Well, in the case of the link above, via consequence. In law, generally you can identify winners and losers.
When you position it on politics, such as the presidential debates, it goes again, by who wins the election. If you look at my posts on the other site, I was judging Hillary and Trump on the basis of who was likely to win over swing states, and energize the base in areas where they really needed to get out the vote.
Political analysts all decided Hillary won on academic points, I pointed out Trump bare minimum tied first debate, easily smashed the second and third. There is no point in arguing it otherwise at this point, Trump clearly won, but up until election night, the "general consensus" was he lost. Just, that was obviously not the consensus of the public.

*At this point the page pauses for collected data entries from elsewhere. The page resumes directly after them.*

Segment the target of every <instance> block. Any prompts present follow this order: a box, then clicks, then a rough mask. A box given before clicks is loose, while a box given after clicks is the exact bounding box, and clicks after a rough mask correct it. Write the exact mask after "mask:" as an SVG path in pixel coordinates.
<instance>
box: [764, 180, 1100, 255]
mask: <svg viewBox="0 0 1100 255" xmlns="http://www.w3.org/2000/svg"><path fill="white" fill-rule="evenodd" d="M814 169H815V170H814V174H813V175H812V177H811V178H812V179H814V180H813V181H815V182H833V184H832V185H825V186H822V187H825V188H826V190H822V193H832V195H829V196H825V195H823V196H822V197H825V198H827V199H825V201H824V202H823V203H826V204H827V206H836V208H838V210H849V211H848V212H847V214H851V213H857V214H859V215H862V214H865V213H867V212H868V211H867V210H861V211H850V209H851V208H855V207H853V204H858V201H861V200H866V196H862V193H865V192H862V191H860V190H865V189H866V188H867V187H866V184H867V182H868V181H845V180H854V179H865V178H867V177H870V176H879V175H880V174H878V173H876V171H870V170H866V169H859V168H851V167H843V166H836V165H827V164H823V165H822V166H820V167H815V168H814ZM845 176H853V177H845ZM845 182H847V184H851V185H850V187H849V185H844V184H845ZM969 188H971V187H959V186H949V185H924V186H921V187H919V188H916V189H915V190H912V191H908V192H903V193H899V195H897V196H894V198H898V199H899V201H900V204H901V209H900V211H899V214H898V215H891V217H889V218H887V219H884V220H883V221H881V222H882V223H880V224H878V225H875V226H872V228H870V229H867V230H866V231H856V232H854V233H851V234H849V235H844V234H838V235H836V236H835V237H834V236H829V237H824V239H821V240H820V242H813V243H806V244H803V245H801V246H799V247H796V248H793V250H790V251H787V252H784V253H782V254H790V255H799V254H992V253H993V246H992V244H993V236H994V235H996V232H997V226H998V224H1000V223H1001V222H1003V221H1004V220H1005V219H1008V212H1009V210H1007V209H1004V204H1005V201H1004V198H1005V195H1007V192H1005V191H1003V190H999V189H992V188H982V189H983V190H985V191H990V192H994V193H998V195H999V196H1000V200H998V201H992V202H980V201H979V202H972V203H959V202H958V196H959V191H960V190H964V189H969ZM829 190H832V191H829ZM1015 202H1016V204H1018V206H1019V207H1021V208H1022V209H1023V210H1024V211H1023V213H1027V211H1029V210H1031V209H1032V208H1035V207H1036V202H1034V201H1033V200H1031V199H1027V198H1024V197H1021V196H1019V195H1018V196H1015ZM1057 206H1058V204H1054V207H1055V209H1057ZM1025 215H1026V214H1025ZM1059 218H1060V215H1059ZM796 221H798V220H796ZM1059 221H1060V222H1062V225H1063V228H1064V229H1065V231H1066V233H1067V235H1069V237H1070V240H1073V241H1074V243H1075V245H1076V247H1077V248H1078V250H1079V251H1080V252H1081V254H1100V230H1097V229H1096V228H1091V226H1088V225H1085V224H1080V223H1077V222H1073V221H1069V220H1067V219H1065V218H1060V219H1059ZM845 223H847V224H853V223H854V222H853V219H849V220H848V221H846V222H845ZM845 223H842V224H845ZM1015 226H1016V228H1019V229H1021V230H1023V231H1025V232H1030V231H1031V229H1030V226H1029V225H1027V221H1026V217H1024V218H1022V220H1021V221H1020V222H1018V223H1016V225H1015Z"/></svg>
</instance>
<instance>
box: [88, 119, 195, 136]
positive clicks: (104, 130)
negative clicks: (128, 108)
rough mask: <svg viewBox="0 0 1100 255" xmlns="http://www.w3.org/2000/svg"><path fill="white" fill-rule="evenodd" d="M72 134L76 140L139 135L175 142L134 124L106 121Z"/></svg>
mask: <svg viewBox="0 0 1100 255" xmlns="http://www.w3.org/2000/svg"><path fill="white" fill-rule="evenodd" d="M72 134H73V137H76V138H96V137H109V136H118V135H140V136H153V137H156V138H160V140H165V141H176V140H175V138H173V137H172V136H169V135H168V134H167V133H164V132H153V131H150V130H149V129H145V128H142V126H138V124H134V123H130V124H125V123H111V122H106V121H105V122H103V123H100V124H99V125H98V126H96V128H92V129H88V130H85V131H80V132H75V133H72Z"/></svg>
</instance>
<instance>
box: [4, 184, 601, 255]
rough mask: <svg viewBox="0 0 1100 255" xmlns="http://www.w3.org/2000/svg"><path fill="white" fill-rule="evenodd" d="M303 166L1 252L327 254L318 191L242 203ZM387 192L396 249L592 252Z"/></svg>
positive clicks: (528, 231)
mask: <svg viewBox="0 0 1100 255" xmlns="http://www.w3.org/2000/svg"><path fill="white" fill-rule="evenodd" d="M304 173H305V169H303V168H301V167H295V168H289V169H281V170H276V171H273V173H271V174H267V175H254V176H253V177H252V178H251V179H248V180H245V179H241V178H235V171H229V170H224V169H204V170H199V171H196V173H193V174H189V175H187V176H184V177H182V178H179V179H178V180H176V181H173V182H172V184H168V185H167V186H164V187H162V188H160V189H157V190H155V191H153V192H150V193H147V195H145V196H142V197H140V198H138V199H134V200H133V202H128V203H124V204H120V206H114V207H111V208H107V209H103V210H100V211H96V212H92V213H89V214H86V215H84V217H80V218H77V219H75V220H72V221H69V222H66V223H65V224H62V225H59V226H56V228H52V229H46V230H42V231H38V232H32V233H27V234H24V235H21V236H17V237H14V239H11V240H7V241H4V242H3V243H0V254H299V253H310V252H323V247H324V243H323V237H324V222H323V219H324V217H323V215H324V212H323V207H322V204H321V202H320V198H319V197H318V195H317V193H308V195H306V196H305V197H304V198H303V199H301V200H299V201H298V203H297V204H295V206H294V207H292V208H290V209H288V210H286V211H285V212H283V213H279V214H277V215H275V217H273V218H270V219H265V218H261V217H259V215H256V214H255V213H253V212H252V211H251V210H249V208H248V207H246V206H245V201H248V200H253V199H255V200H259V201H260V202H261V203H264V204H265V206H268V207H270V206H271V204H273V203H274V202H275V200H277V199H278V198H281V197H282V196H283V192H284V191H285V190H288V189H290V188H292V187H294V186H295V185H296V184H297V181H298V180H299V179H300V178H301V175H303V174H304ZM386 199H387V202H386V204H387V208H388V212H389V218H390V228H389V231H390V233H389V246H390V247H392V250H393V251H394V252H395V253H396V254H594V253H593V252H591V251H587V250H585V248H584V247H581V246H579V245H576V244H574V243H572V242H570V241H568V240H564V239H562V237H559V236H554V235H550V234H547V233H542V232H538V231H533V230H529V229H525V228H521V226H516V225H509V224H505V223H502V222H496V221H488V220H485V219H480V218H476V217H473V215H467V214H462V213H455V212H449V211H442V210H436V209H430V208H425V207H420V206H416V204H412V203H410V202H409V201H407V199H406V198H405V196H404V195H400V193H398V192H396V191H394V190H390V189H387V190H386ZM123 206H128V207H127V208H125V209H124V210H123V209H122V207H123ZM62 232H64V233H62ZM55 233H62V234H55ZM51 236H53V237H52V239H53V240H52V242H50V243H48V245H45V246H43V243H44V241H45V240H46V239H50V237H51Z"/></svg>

I like to test my skill set in reading international policy and war, so will often make statements that takes a year or two to take effect, and isn't obvious in advance. One example, later on into Trump's term, he is gonna give in to everyone's surprise and agree to a UN peacekeeping mission. You can obviously determine the validity of this down the road.
Volitaire made a joke about a doctor in Zadig, think it was Hermes, who diagnosed that the main character was destined to loose his sight (or die, been a few years since I read it), but the patient pulled through, came out in a clear bill of health, and Hermes became crossed, rejected his good health, and wrote a book explaining why he should of lost his eye sight, but Zadig refused to read it. Many of the types of debates people engadge in can be figured out suchly. If someone refuses to admit to it, everyone knows the truth.
Now, if it is on something not checked by facts, and sits in the realm of mere opinions, it depends on what one is getting out of it. You can have everyone take home the gold, or much more probably, everyone looses, cause everyone is a looser.
In face to face table discussions, generally people have positions but also want to be convinced otherwise if wrong. Not always, but generally. Usually after two hours, a dominate position starts to emerge, through the collapse of alternative arguments.
On a forum like this, one can infinitely reject normal discourse. I did it just yesterday, when I was having a discussion with a nietzschean who decided ethics didn't exist, because it was a invention of the elites, to control the people, making them like herd animals. Now, if you know me, not a big fan of the nietzscheans, but on very rare occasion, I'll come across a good one. Never happened once on Ilovephilosophy, but it happens. I studied a more classic ethics, based on warfare first, lots of actions quickly kill off a state, some don't. I obviously base it off of that, so when I see some confused retarded nihilist start claiming there is no such thing as ethics, then
**** about mean government and emminient collapse of society, I obviously look at them like they are a little retarded. Joker did this a lot, but went easy on him, but I'm increasingly less persuaded, so I just started stating everything he noted from that point on was the invention of the elite to control the masses, making them into a herd. He got very tired after a while. Goal was to get rid of him, as I know from commentaries on Sextus Empericus, that these kinds of thinkers go absolutely nowhere, but I could of explained how he was abusing syllogisms (in fairness, I started to) to write off any argument, while defending his own without merit. I could if gone after him on many other fronts, such as saying logical fallacies, or demanding him to point out such a occasion in the historical record, and provide proof it is universal, but preferred the denial of service approach, if only to let it dig into his head how
**** retarded that formulation is. Such a debate isaimed at catharsis down the road, is a technique aimed at forcing someone to consider their logic and motivation much farther down the road. Think of the meeting with Buddha in Herman Jesse's Siddhartha- it wasn't aimed at winning him over then, but decades later. If you and Trixie sat in judgment at that time, either of you would say buddha lost. Did he? No, he left a idea that ate at him slowly over time. Dialectics is larger than the debate.
None the less, if you see good analysis if debates, I encourage you to post them here, so others can learn from it.